Una periodista de Radio City prepara un especial sobre el pasillo ecuatoriano y me pide unas opiniones. Sus curiosidades remueven las mías y me queda el tema en la cabeza. Siguiendo con él, abordo esta columna para poner en orden lo que al ritmo de la conversación pudo haber salido deshilvanado.

Ya no interesa que el pasillo haya tenido origen español. Para el Ecuador es su música, una de sus importantes marcas de identidad, una clase de melodía que supo cruzar las décadas y no conoció la barrera de las clases sociales. La sintonía con esas canciones viene de atrás y hoy señala una muralla generacional: los jóvenes no se vinculan con ellas. Es que una veta de emocionalidad dolorida cruza los textos de los pasillos en armonía con el sollozo permanente de la guitarra que los acompaña.

Con letras herederas de esa fusión trágica de romanticismo y modernismo, la mayoría contiene una visión pesimista de la vida que hace a quienes hablan en sus líneas, sufridores naturales. El amor, tema dominante del pasillo, no triunfa en el corazón desgarrado de esos amantes solitarios, incomprendidos, traicionados.
Una fatalidad incontrolable impone distancia, tuerce el rumbo de las existencias y depara soledad y amargura. Pocos son los textos donde brilla la alegría, tal vez solo aquellos inspirados en la contemplación de la naturaleza y el amor al terruño.
En ellos la hipérbole describe auténticos paraísos revelando verdaderos éxtasis de sentimiento patriótico.

El lenguaje poético consigue en algunos pasillos imágenes inolvidables: “son las lágrimas/ jugo misterioso/ para calmar/ las penas de este mundo” dijo Luz Elisa Borja en Lamparilla; y  el contraste de las edades, Jorge Araujo lo ilustró con “yo soy un castillo abandonado/ y tú un rosal abierto junto al muro”, en Sendas distintas. En otros, en cambio, el tiempo ha hecho inalcanzable el significado de los vuelos líricos. ¿Quién comprende hoy la metáfora de José Ma. Egas en Arias
íntimas cuando para designar los labios de la mujer los llama “dos hemistiquios”? Ninguno de mis alumnos universitarios comprendería la expresión “De hinojos” que da título a un texto de César Maquilón. El vocabulario selecto, como en toda obra literaria, distancia al receptor actual.

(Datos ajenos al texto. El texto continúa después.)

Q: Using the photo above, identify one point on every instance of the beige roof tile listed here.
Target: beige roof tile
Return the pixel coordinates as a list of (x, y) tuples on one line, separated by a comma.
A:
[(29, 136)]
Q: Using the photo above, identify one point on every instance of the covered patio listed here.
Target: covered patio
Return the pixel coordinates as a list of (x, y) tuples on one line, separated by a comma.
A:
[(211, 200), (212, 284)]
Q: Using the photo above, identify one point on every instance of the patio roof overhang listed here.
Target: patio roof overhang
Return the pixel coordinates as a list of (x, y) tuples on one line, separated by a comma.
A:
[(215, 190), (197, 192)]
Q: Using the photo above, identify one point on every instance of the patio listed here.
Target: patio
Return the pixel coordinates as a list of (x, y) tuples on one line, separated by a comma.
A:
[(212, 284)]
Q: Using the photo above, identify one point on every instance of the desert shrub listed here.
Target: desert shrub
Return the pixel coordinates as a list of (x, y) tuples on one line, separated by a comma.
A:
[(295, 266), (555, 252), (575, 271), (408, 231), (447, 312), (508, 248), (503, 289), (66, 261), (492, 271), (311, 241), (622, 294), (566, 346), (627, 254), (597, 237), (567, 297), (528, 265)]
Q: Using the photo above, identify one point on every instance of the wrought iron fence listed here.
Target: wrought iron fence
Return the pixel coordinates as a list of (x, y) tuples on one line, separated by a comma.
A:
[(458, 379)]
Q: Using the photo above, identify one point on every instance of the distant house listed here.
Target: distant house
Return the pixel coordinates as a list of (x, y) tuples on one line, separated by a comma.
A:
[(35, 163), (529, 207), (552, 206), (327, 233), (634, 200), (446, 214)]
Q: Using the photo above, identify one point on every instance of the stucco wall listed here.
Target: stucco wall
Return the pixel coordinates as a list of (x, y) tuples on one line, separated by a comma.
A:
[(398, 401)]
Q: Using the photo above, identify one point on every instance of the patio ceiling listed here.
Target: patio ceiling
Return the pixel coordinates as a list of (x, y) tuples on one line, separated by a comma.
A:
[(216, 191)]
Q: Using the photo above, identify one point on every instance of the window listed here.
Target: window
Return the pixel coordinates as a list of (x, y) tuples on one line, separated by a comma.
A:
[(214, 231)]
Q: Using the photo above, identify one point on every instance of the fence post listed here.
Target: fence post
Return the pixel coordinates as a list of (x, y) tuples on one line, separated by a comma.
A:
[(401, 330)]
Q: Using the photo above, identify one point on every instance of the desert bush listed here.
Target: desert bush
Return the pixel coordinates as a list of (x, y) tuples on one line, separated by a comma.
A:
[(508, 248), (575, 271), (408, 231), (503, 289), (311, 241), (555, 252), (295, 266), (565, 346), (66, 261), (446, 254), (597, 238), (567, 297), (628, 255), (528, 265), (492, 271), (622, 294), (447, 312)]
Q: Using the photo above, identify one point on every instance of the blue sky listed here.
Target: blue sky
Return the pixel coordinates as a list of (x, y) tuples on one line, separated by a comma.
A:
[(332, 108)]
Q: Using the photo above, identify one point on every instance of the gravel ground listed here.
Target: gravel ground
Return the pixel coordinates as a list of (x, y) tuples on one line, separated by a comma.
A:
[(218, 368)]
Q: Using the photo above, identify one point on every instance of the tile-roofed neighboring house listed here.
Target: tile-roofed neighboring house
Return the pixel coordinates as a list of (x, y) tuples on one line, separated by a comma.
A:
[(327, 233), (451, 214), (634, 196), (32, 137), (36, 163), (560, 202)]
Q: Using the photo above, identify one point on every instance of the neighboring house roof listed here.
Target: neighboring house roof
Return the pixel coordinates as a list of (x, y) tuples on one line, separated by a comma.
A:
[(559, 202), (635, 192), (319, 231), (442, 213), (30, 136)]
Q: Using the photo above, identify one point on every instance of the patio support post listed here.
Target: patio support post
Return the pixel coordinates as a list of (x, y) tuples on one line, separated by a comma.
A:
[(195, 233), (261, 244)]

“Yo no amo en ti la carne, amo en ti el sentimiento” afirma la voz poética del pasillo Como si fuera un niño y ratifica la dualidad de esos amores aparentemente  sin cuerpo,  al que estuvieron acostumbrados nuestros abuelos a pesar de que regalaron al país numerosa prole. Es más sano y sincero, creo yo, ver y sentir el amor humano como un flujo total que compromete la integridad del ser humano.
Sin embargo, la mentira poética tiene su razón de ser: singulariza, exagera, toca los bordes de la existencia.

Cuando los poemas de Arturo Borja, Medardo A. Silva, Abel Romeo Castillo fueron trasladados a un pentagrama, participaron del sentir de la comunidad.  El receptor identificado con su mensaje va saltando por encima de los escollos del vocabulario, de las metáforas y se moja en el llanto ajeno y lo hace suyo. Le pone esas palabras a su propia historia y se cumple así uno de los cometidos de la poesía: permitirle al ciudadano común fusionarse con un lenguaje misterioso y sentir que “alguien” dijo por él todo cuanto sentía. Ojalá que mucha gente no se pierda esa mágica operación del alma.